Cowen upbeat for employers in face of protest
TAOISEACH Brian Cowen told employers last night the economy would start growing again this year after going through "the worst recession in the history of the State".
But he warned this would not eliminate the need for €3bn in cuts in the forthcoming Budget or the need for the public service to quickly implement the recently agreed Croke Park modernisation agreement.
"The continued turbulence in financial markets is a warning that we cannot be complacent. The international outlook in particular is not yet as secure as we might like. That is why we must keep a clear focus on those factors that are ours to control," he said.
Mr Cowen braved a crowd of around 300 protesters chanting "Shame on you, Shame on You" before he delivered his upbeat message at the annual dinner of the employers' group IBEC.
The protest saw members of left-wing groups address the crowd who claimed the meals cost €1,200 per head on the night.
One man was arrested for unsuccessfully trying to spit at the Taoiseach.
Despite loudhailer predictions by protesters that he would use the back entrance, Mr Cowen walked into the front entrance of the Mansion House and greeted IBEC representatives with a smile.
He was protected by a member of his entourage bearing an umbrella to wield off any flying objects.
Mr Cowen addressed the central point made by new IBEC president Leo Crawford at the dinner -- the need to get the 439,000 people on the Live Register back to work. He told IBEC members that jobs would be created by increased exports of goods and services, which would also create indirect jobs in the domestic services, retail and construction sectors.
But the Government could only create the conditions for employers to thrive in, he said.

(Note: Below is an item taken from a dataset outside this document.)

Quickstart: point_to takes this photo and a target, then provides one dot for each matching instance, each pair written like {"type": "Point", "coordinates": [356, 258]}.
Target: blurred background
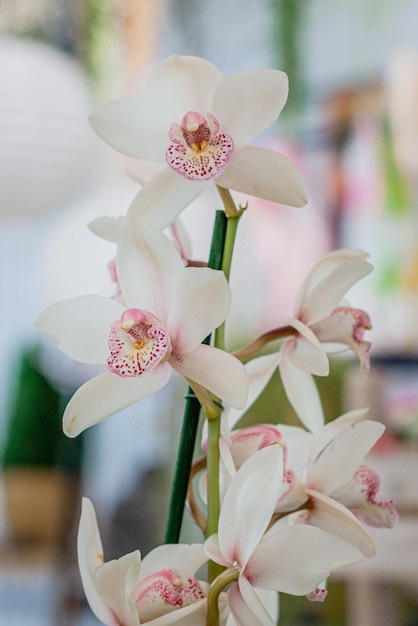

"So, sustainable job creation will have to be driven by the enterprise sector. In other words, by the people around this room tonight," he said.
"Securing confidence is central to our economic recovery - confidence to lend, confidence to spend, confidence to invest, confidence to hire," he said.
There were around 500 guests at the black-tie dinner hosted by IBEC in the Round Room in the Mansion House -- the location where the First Dail met in 1919.
Those companies who paid to attend included two banks being bailed out by the State through the recapitalisation scheme and the National Asset Management Agency -- AIB and EBS Building Society.
Although Mr Cowen has made rousing speeches in the past to the Dublin Chamber of Commerce, his speech last night was low-key. He spoke about positive signs such as recent international investments.